Tuesday, 18 August 2009

The 'new' historical novel

Maybe I'm just getting crotchety, but it seems that over the last few years the trend in new historical novels is to thrust as much nasty detail down the reader's throat as possible. Whether true or not readers must endure descriptions which encourage belief that:

1. All streets were waist high in shit, muck, filth and sewage, and stank.
2. All houses were poorly built, falling down, too low, to small and full of beetles, bugs and parasites.
3. All householders slung slops and muck from their windows every five minutes.
4. All people wore dirty clothes.
5. Most men, especially the wealthy, spent their time whoring in 'low' inns or fornicating with other men's wives, but never caught the pox or any other STD.
6. All woman at Court or Noblemen's wives were busy screwing anything male. They never became pregnant.
7. All the villains had bad breath and rotten browning teeth or few teeth.
8. All the men drank and vomited over people or furniture.
9. All the heros carried swords and were either magnificent or clumsy but cunning swordsmen.
10. All heroines rode well, sang, danced and were beautiful, intelligent and independent. 21stC women really!
11. Every inn had foul beer, fleas and chigs.
12. Wine in inns was always vinegary or sour and often drugged.

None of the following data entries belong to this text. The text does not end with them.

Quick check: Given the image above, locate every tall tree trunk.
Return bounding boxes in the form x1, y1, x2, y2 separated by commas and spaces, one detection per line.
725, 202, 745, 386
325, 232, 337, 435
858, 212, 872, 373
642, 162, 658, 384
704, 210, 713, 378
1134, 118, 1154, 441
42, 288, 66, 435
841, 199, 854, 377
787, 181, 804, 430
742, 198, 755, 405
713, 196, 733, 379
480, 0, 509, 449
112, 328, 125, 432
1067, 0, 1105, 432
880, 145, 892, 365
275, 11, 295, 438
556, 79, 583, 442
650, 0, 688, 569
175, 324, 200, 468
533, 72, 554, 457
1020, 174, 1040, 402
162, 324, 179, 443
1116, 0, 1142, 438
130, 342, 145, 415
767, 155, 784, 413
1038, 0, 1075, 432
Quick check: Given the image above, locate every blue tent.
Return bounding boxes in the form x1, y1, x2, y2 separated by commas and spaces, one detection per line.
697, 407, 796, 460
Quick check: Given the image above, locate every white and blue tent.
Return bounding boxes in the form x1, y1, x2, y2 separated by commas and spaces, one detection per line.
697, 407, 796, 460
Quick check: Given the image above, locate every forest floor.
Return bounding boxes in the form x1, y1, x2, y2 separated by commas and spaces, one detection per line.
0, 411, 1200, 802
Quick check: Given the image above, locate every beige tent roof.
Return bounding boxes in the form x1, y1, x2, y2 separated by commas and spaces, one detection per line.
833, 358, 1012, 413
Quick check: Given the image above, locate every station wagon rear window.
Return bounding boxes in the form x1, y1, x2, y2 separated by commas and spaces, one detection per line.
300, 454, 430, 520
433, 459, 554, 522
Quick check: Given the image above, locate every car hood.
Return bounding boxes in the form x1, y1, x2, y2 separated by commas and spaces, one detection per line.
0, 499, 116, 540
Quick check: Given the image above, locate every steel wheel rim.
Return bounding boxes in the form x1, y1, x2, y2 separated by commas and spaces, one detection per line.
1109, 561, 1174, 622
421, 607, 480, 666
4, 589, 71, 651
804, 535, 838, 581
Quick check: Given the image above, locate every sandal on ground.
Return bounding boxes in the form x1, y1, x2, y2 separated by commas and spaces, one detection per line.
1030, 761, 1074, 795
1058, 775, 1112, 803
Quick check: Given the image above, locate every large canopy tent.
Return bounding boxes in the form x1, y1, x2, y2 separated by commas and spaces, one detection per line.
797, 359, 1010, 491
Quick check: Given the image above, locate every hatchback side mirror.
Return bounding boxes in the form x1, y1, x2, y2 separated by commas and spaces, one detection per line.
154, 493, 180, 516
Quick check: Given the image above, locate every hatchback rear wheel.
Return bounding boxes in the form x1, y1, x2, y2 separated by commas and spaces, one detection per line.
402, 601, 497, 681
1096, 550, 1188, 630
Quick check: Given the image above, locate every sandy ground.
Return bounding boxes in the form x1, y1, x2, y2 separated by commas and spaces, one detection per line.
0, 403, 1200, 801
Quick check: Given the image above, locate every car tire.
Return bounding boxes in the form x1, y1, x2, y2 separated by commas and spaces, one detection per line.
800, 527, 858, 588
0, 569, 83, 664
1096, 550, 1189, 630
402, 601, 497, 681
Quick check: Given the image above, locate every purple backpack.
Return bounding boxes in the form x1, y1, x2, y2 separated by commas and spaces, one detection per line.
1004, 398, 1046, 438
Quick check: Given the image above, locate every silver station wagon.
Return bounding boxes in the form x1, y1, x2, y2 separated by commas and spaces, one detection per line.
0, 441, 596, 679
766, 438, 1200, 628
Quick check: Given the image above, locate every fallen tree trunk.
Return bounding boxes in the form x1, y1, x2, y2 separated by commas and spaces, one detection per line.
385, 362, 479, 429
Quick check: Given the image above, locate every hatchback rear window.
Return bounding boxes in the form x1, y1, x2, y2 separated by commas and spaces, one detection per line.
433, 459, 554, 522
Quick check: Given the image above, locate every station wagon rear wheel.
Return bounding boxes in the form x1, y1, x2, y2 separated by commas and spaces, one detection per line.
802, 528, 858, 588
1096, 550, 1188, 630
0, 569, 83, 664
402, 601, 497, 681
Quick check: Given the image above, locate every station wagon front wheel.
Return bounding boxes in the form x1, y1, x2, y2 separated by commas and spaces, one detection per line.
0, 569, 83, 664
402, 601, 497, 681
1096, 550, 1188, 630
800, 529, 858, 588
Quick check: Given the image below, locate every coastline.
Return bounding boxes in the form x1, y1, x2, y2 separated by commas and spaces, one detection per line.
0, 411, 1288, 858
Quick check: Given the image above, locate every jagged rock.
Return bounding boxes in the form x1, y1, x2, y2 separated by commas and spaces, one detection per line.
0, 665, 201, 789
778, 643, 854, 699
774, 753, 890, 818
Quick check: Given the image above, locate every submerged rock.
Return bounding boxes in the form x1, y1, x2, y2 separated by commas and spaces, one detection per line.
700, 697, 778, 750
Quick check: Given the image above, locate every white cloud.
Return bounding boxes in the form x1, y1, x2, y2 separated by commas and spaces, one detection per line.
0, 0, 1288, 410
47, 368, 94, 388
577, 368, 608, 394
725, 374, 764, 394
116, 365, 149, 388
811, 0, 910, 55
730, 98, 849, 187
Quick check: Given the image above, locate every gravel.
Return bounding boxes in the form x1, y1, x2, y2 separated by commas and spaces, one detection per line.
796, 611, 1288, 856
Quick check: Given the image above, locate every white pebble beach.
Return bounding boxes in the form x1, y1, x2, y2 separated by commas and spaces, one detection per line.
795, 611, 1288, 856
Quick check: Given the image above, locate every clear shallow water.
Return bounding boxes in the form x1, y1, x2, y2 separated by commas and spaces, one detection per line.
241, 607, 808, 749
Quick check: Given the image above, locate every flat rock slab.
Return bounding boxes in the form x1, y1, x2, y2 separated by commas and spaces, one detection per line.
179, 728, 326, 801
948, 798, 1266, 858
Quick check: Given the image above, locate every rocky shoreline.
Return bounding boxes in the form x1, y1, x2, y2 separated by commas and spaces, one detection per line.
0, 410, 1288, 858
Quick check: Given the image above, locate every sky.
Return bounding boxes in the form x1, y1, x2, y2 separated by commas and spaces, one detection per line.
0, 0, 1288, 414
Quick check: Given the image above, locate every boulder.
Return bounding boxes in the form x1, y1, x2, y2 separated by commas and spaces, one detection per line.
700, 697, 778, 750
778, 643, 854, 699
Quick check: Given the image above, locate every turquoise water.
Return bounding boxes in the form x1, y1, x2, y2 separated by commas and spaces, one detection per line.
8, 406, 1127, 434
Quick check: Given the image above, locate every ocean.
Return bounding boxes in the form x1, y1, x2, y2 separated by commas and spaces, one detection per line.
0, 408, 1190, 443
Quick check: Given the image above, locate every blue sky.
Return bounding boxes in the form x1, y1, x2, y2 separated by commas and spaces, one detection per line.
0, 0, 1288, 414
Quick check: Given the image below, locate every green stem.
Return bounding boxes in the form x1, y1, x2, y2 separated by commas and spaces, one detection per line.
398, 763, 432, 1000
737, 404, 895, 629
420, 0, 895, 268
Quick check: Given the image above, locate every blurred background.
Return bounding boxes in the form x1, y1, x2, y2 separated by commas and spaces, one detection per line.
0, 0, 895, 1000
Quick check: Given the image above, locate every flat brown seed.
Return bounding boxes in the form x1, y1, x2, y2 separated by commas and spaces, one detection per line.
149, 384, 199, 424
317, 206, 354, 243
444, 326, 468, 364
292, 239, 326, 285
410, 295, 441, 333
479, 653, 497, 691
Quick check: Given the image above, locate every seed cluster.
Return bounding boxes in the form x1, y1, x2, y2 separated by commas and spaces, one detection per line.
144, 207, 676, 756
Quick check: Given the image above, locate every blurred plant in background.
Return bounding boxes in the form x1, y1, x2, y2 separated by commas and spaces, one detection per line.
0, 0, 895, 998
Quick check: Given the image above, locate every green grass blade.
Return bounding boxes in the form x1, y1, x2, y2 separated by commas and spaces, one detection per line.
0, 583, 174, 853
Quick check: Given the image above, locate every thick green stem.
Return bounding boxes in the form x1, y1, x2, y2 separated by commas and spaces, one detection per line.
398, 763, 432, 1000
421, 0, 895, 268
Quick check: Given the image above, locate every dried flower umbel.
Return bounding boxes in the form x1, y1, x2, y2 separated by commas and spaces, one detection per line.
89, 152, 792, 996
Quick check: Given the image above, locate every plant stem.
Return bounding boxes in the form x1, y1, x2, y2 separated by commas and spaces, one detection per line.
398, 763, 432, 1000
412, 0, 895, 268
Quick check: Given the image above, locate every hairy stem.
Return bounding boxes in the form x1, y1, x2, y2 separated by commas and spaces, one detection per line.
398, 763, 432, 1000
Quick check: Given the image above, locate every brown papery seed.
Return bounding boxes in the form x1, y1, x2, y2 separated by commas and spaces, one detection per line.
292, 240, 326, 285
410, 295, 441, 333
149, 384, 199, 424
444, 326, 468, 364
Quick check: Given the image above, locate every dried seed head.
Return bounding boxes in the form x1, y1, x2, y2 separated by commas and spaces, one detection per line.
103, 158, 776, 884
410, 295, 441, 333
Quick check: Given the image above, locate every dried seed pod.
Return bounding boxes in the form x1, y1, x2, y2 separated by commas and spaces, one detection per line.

At the moment I am wading my way through a 600 page novel set in 1642. The hero is son and heir to a wealthy Lord. He is a 'bad' boy, screws anything in petticoats, preferably other men's wives, ran away the night before his arranged marriage to a suitable young woman he did not 'lurve', and spent 6 years abroad fighting for the Spaniards and not the Protestants. He ending up as a gambler who lived in a whorehouse. He does not have one STD, but is, of course, a misunderstood, troubled, honourable gentleman, a noble hearted man!
Oh yes?
And he drinks too much, vomits too much, and smokes hashish.

What I would like to know is: Did the author intend us to think her hero was just like wealthy modern young men who drink, screw and drug, or was it her modern arrogance, we are better than those filthy people? Or was it the agent and editors telling her sex sells and women readers like bad young men?

I have just reached the point where we meet the heroine. She is, of course, ultra intelligent, beautiful, rides as if moulded to her horse, is sexually promiscuous, and challenges the hero by refusing to sleep with him on their first meeting.

I could understand this if I were reading a genre romance. I know agents tell us that sex sells - when didn't it? - but this is meant to be a serious historical novel. Actually it's a bunch of clich├ęs. I have to review the book so must read to the bitter end. I really don't want to. I couldn't care less about the ghastly 'hero' or the modern whore heroine.

'Bawdy and smart' is one of the blurb descriptions. Bawdy is used to describe the plays of Oliver Goldsmith and implies humour. There is nothing humourous about this book. It's a weighty tome about a plot to kill King Charles.

So who is choosing these wretched books and why do we have to wade in the filth? A little research shows that cities had bylaws even in 1642. More research shows that the price paid for dog shit, manure, ash, soot, sewage, urine, bone, compostable rubbish, burnable rubbish, old clothes, in fact just about anything we throw out these days, was high, because they were usable and people actually collected the stuff and made money from them.

So why the filth and the thoroughly unlikeable characters. Is it post-modernism brought to the historical novel? If so by whom and where can I find them? I have a strong desire to take this 600 + page novel and cram it down that guilty person's craw.